Financial Performance Criteria shall consist of one or more, or a combination of, the following financial measures, which may be described in terms of corporate-wide objectives or objectives that are related to the performance of the individual
Participant or the subsidiary, division, department or function within the Corporation or subsidiary in which the Participant is employed. Financial Performance Criteria may be measured on an absolute or relative basis. Relative performance may be
measured by a group of peer companies or by a financial market index. Financial Performance Criteria under this Plan shall be limited to specified levels of or increases or decreases in return on equity, earnings per share, total earnings, earnings
growth, return on capital, return on assets, earnings before interest, taxes, depreciation and/or amortization, revenues or sales, revenues or sales growth, gross margin or operating margin, return on investment, increase in the fair market value of
the Corporation’s shares, share price (including but not limited to, growth measures and total stockholder return), gross or net income or profit, operating income or profit, net earnings, cash flow (including, but not limited to, operating
cash flow and free cash flow), cash flow return on investment (which equals net cash flow divided by total capital), inventory turns, financial return ratios, total return to shareholders, market share, earnings measures/ratios, economic value added
(EVA), economic profit, Lindsay value added, balance sheet measurements such as receivable turnover, internal rate of return, increase in net present value or expense targets, working capital measurements (such as average working capital divided by
sales), customer or dealer satisfaction surveys and productivity. Any Financial Performance Criteria and Performance Goals may provide for adjustments to exclude the impact of any acquisitions or dispositions of businesses by the Corporation,
one-time non-operating charges, extraordinary or nonrecurring items, accounting changes (including the early adoption of any accounting change mandated by any governing body, organization or authority), changes in tax laws, impacts of discontinued
operations, restatements of prior period financial results, and any other events or transactions that may result in distortion of the Financial Performance Criteria or Performance Goals. 

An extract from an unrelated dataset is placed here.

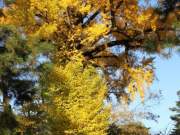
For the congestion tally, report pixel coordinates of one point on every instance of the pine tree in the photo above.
(176, 118)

7. PERFORMANCE GOALS. For each Plan Year (or other performance period), the Committee shall establish one or more specific, objective performance goals
(the “Performance Goals”), the outcome of which are substantially uncertain at the time so established, for each of the Financial Performance Criteria designated by the Committee for the Plan Year (or other performance period), against
which actual performance is to be measured to determine the amount of awards. Performance Goals established by the Committee may be described by means of a matrix or formula providing for goals resulting in the payment of awards under the Plan. 

8. DETERMINATION & PAYMENT OF AWARDS 
 8.1 As
soon as practicable after the end of the Plan Year (or other performance period), the Committee will determine the amount of the award earned by each Participant, based on application of the Financial Performance Criteria and Performance Goals
established for the Plan Year (or other performance period); provided however that, except for Participants who have entered into an employment agreement with the Corporation or a subsidiary, the Committee may, in its sole discretion, reduce the
amount which would otherwise be payable under the Plan. As to those Participants who have entered into employment agreements with the Corporation or a subsidiary, the Committee will not have the discretion to reduce any bonus below any minimum
amount provided in such employment agreement, if any. Payments will be made promptly after determination of the awards by the Committee, unless payment of an award has been deferred pursuant to Section 10.6 hereof. Such Committee determination
must include a certification in writing that the Performance Goals and any other materials terms of the award were in fact satisfied; provided that minutes of the Committee meeting (or any action by written consent) approving the awards shall
satisfy the written certification requirement. 

 8.2 Notwithstanding anything herein to the contrary, the maximum dollar amount that may be paid under this Plan
in any Plan Year to any Participant may not exceed $2 million. 
 8.3 Payment of the award as determined pursuant to Section 8.1 shall be made as soon
as practicable following such determination, but in no event later than the 15th day of the third month of the calendar year following the Plan Year (or other performance period) for which the award is paid. 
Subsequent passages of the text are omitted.